Prosecutors in Miami arrested 28-year-old Albert Gonzales and charged him and two unnamed Russians with leading a gang that stole,oh, roughly 130 million credit- and debit-card account details; debit cards,which are roughly ATM cards which can be used like credit cards, take cash directly out of the owner's account;the worst identity theft case in US history came about because firms like 7-Eleven stood around while hackers walked through their alleged "security" to steal the card information; Gonzales, when arrested, was in prison in New Jersey for stealing information on credit cards from other firms that lied to customers that their information was safe.
Google wants to archive every book in the world and make it available in digital form; a rich, high-flying, hardhitting coalition led by Microsoft, Amazon and Yahoo do not; with amazing chutzpah, the anti-Google crowd called itself the Internet Archive, and claimed that Google could be guilty of "massive copyright infringement" with its initial plans to digitise works in the New York Public Library and the libraries at Stanford and Harvard universities; Google, of course, will show adverts to anyone who wants to read its digitised works, but Amazon and others stand to lose a lot by having them available for free instead of for certain amounts of baht and readable only on devices like the Kindle ebook reader.
So who is outsourcing in China?;take a step forward,Infosys Technologies of India, the country most people think of when they hear the word "outsourcing"; India's second largest technology firm thinks that if it gives some jobs to its China office, it can start tapping the world's second biggest market, which is kosher; but the irony is that Infosys is the second largest outsourcing company in India.
The White House s-l-o-w-l-y admitted spamming millions of Americans over President Barack Obama's health insurance reform plan; it even used taxpaper money to hire a company,Govdelivery , to send the partisan, political spam to a still-secret list of people it will eventually have to make public,probably embarrassingly; originally, the White House lied that it did not sent any such email, and then, caught in the act, bragged that it had stopped doing it, blaming strong Obama supporters for signing up friends (and enemies) for the email; the revelation came after the White House opened an illegal "snitch email line" to collect information on opponents to the insurance plan, and then bragged that it had closed it down; thanks to the aptly named Can-Spam Act passed by the US Congress several years ago, the proObama spam was perfectly legal.

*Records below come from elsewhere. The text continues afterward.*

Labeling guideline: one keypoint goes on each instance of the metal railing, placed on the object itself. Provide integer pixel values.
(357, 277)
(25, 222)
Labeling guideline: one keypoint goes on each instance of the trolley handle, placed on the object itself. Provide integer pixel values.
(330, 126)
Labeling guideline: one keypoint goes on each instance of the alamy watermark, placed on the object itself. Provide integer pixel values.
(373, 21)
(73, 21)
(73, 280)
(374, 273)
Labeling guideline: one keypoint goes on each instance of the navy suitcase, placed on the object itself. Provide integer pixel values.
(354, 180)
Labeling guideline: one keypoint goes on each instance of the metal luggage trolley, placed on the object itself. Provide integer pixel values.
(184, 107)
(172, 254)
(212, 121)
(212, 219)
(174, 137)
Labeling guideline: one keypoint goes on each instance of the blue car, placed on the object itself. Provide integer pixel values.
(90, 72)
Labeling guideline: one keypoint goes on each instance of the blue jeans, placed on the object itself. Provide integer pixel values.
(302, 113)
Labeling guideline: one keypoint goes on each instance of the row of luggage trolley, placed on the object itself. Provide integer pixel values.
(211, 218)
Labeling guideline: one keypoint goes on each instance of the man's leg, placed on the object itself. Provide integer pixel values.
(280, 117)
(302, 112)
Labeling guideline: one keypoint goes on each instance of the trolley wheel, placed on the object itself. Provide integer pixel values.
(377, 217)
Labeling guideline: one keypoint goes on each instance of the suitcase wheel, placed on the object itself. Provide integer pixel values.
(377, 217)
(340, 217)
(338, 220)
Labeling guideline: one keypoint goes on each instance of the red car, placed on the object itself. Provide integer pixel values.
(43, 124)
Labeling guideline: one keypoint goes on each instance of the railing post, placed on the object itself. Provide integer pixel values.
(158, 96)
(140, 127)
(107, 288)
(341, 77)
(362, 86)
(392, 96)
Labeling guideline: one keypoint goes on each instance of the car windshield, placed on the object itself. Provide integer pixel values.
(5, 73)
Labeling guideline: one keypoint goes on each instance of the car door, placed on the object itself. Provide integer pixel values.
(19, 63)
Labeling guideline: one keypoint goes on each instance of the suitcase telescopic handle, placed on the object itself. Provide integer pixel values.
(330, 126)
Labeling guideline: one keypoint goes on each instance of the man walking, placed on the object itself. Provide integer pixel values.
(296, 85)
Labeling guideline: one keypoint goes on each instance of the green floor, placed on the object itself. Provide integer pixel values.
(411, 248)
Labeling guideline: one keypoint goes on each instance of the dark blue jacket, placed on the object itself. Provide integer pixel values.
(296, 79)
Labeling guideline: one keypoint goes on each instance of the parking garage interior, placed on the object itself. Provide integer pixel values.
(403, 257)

The US justice department said that Oracle can acquire Sun Micrososystems , no (anti-trust) sweat.The big news from Sony Corp ofJapan was little PlayStation 3 Slim, due for release worldwide right now; and Sony is also finally updating the Playstation Network (PSN) to go back on the Internet and serve the teensy PSP Go, also known as a Mini; Sony is hoping that moving down in size will result in moving up in the list, where it trails both Microsoft (XBox) and Nintendo (Wii) for the set-top console market;there will be 15 games available for download immediately - but you are much too foreign for that, only Europeans qualify.
Post offices in India, Korea, Malaysia and Singapore joined a 21-nation consortium to see if RFID chips can speed up moving stuff, including mail; the five-month experiment, monitored from Japan by the Universal Postal Union, will see volunteers mail 24,000 test letters from 38 countries, each with a 10-baht chip in the envelope; the chips may be utilised to help express mail reach higher and more reliable standards by eliminating the need for tracking by hand.
American media mogul Rupert Murdoch decided to buy the iLike social music network to hook up with his slowly dying MySpace social network;iLike folks got a lot less than they hoped,just $20 million of Mr Murdoch's money, and it is unclear what Facebook will do about iLike.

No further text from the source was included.